The school-lunch program’s profits dropped nearly 10 percent. From August through December, the schools saw a year-to-year decline of 8 percent in the number of meals served, and 54 percent of that reduction came from students who receive free or reduced lunches, Carlson writes.
Schools in Clark County reported only a 1 percent decrease in participation in their school lunch and breakfast programs since the 2013-14 school year, despite similar complaints about the new federal nutrition standards.
Schools that take money from the federal government for their meal programs are required to follow the nutrition guidelines of the 2010 Healthy and Hunger-Free Kids Act, which requires schools to reduce salt and fat; use more fresh fruits, vegetables and whole grains; and limit calories by age. The law targets child obesity, in which Kentucky ranks high.

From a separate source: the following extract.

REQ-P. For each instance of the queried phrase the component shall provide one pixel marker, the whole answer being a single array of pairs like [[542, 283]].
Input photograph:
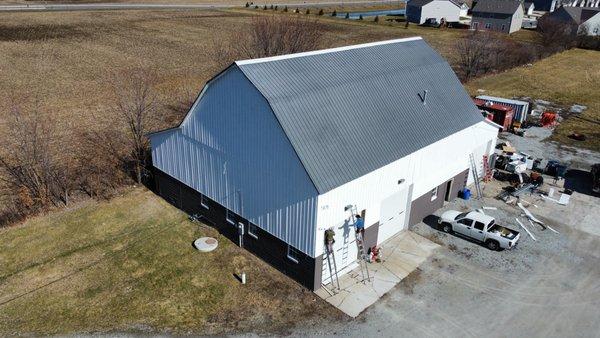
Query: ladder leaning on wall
[[363, 258], [332, 268]]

Kentucky is first in the nation for high-school obesity, eighth in obesity of children 10-17, and sixth among 2- to 4-year-olds from low-income families, according to the “States of Obesity” report.

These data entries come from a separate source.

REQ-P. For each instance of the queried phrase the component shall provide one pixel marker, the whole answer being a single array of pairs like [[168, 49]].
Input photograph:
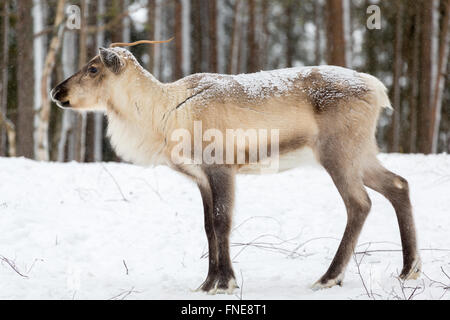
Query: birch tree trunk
[[157, 36], [4, 80], [178, 57], [25, 80], [186, 33], [80, 128], [414, 78], [396, 120], [213, 62], [7, 128], [336, 38], [440, 79], [235, 38], [39, 59], [98, 117], [428, 72]]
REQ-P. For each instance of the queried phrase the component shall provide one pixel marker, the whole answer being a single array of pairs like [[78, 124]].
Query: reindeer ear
[[111, 60]]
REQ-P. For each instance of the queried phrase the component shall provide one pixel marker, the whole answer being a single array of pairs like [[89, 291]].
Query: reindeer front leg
[[217, 192]]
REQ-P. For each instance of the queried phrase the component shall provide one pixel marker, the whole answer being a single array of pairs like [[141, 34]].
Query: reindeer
[[328, 111]]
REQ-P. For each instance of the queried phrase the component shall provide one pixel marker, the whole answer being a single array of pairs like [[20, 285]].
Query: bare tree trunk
[[440, 80], [317, 38], [39, 59], [398, 62], [186, 31], [4, 77], [80, 131], [157, 36], [44, 113], [213, 64], [289, 30], [336, 39], [151, 31], [428, 73], [6, 126], [232, 63], [25, 79], [98, 117], [264, 43], [414, 78], [253, 53], [178, 57]]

Anderson County Supt. Sheila Mitchell and Ronnie Fields, the district’s director of operations, told Carlson that with 48 percent of their students participating in the free and reduced-price lunch plans, they could not afford to drop out of the program like the wealthy Fort Thomas Independent School District did. Nationally, about 150 school districts had withdrawn as of August, Bloomberg BusinessWeek reported.

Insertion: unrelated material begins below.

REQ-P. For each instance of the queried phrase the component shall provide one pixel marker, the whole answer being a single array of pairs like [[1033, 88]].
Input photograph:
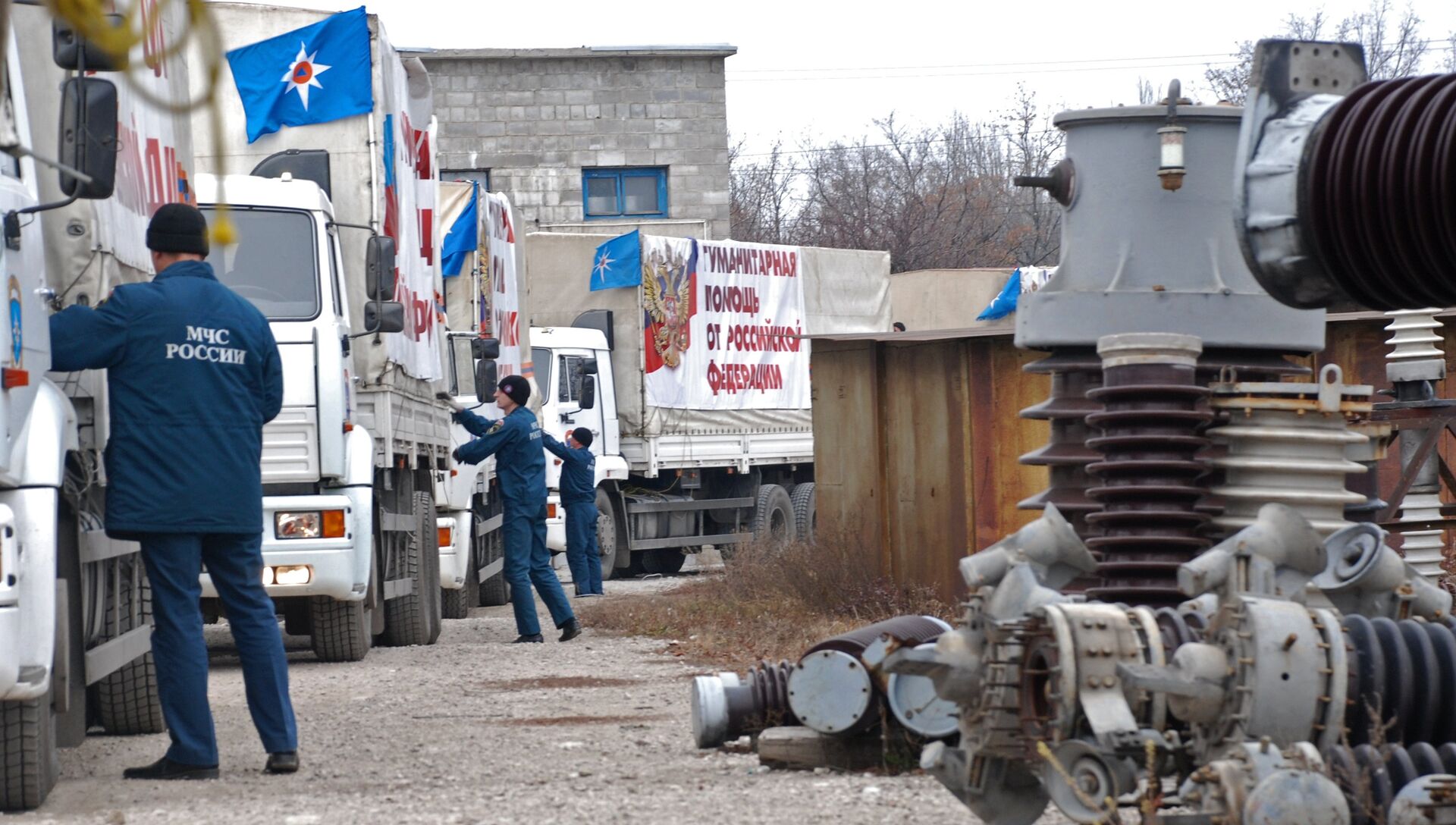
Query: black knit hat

Students and parents told Carlson that students aren’t buying school meals because “the food simply doesn’t taste good” and school officials told him that they too are frustrated and recognize that many students are “coming to school hungry and going home hungry.”
Students told Carlson “The food is gross,” and “The food is getting progressively worse.” One said, “You only get three things on your plate” and if it doesn’t taste good, they don’t eat it and go home hungry. One parent who had eaten a school lunch said, “I would not feed that to my dogs.”
Another challenge faced by school cafeterias is that they are designed to be “self-sufficient,” Fields told Carlson. They must “generate enough revenue to cover all expenses, including labor,” And in years past, he said, they functioned with a “healthy surplus,” even using this surplus to replace older equipment if the amount of surplus became more than they were allowed to have on hand. But now, because profits are down 9.5 percent since the start of the year, he said, “We’re basically trying to break even.”